Once & Future 2018 Zinfandel, Oakley Road, Contra Costa County
Item Number: 14507
Sub Region: Central Coast
Appellation/AVA: Contra Costa County
Estate Grown Wine: No
Vineyard Designation: Oakley Road Vineyard
Type: Wine - Red
Bottle Size: 750 ml
Viticulture: Practicing Organic
Soil Type: Sand
Vintage Notes by Vinous 4/2020: "I was super-impressed with the 2018s from Joel Peterson's Once & Future. The 2018s are wonderfully vibrant, focused and full of character. In many ways, Peterson has returned to his roots from his early days at Ravenswood. The wines are made in open-top wood fermenters and handled minimally in the cellar. Quality is really driven by site, and no one knows these vineyards better than Joel Peterson. His boyish enthusiasm and humility are truly remarkable for someone who has had such a long and illustrious career. I can't recommend these wines highly enough" - Antonio Galloni
Joel's Tasting Notes: Full, round, rich, red and black fruit flavors. Very balanced with smooth fine tannins. Elegance and power epitomized.

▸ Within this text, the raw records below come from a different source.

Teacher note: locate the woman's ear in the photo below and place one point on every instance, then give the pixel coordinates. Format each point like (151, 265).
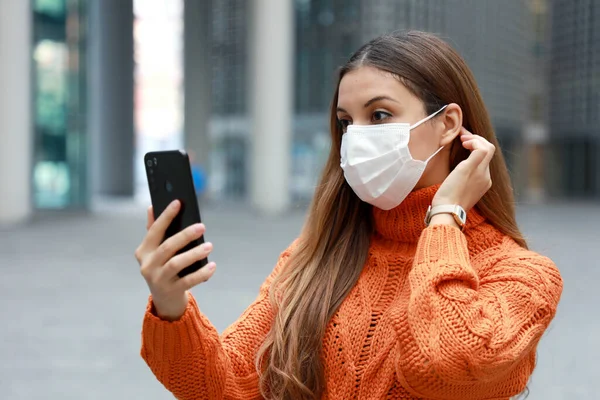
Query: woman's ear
(451, 123)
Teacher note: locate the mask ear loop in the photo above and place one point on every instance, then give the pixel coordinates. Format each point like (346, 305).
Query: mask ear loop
(425, 120)
(428, 117)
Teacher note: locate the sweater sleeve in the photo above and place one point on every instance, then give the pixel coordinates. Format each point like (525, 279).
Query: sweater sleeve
(193, 362)
(473, 325)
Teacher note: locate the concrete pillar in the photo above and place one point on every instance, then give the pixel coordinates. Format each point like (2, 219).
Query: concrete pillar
(197, 79)
(15, 111)
(110, 102)
(271, 100)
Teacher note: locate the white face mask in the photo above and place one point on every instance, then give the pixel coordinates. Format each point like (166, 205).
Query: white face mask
(377, 163)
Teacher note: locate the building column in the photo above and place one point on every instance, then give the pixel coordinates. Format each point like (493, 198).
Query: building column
(271, 101)
(197, 79)
(15, 111)
(110, 91)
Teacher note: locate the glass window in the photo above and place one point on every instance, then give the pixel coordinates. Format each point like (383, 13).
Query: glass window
(59, 170)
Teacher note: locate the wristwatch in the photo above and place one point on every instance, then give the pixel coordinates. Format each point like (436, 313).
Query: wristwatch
(459, 214)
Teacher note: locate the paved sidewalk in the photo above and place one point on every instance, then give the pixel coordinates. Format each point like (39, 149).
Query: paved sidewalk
(72, 298)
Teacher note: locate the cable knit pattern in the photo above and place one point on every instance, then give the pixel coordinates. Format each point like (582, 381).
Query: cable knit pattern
(436, 314)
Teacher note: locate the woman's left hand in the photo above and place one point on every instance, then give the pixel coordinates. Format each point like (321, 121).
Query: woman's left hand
(471, 179)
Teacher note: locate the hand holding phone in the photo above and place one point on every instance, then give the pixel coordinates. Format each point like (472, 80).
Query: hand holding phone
(160, 264)
(173, 255)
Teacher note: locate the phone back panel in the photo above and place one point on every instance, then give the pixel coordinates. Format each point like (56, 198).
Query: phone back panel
(170, 178)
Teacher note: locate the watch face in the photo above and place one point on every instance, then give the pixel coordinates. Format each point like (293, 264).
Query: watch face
(462, 214)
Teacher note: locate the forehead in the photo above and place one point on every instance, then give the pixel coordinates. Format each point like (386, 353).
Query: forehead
(367, 82)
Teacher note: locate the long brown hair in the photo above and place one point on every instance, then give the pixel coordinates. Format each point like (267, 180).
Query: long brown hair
(334, 243)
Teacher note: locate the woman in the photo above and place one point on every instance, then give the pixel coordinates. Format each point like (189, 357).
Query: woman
(371, 301)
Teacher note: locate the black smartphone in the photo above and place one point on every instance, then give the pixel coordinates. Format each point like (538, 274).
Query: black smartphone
(170, 178)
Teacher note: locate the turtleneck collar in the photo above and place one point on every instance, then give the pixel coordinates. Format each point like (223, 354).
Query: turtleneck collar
(406, 222)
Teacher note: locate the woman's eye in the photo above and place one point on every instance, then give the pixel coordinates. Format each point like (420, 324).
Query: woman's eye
(380, 115)
(344, 123)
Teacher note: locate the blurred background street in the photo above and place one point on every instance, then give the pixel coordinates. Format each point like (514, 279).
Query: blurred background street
(87, 87)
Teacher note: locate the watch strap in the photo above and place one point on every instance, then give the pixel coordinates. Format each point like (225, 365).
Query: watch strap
(459, 214)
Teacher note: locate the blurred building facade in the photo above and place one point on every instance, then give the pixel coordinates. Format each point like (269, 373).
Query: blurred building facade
(326, 34)
(574, 93)
(256, 94)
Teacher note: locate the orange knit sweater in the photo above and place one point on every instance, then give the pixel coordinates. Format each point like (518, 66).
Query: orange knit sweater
(436, 314)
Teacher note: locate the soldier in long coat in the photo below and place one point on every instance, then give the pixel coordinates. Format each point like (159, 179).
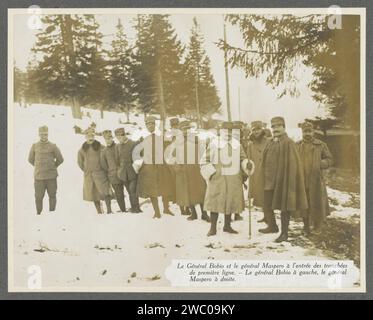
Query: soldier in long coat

Vineyard Notes: Oakley Road Zinfandel is planted on the same sandy slopes as the Oakley Road Mataro. These vines, planted around 1900, are on their own roots. They are truly bush vines coming out of the sand with multiple arms like hydra. Unlike most other California Zinfandel vineyards, the fruit is carried relatively low to the ground. The proximity to the ground acts as shelter from the wind, which can be moderately intense in the afternoon in Oakley. A good amount of light and heat is reflected back on the grapes from the sandy soils. The vineyard has about 10% Carignan and Mataro interplanted with the Zinfandel. The sandy soils and the own-rooted vines tend to produce unique, suave, and textural characteristics in the wine. The wine has bright, ripe flavors, and is very spicy with fresh acidity and smooth, fine tannins.
These Oakley Road vines may not be around much longer. This part of Contra Costa is changing rapidly. It has been an industrial backwater for a long time. High tension electrical lines, a PG&E power plant, and motels that rent by the hour stand in contrast to an inordinate number of churches and an increasing reality of fast food restaurants that populate a disjointed human landscape. There is increasing urbanization as roads are widened and BART pushes east. Many of these vineyards are for sale with inflated land prices, having been designated as commercial land—the result being land costs that are more compatible with strip malls than farming. For now, the vines remain in the ground, producing viticultural treasure. And for now, Joel continues to make lovely wine.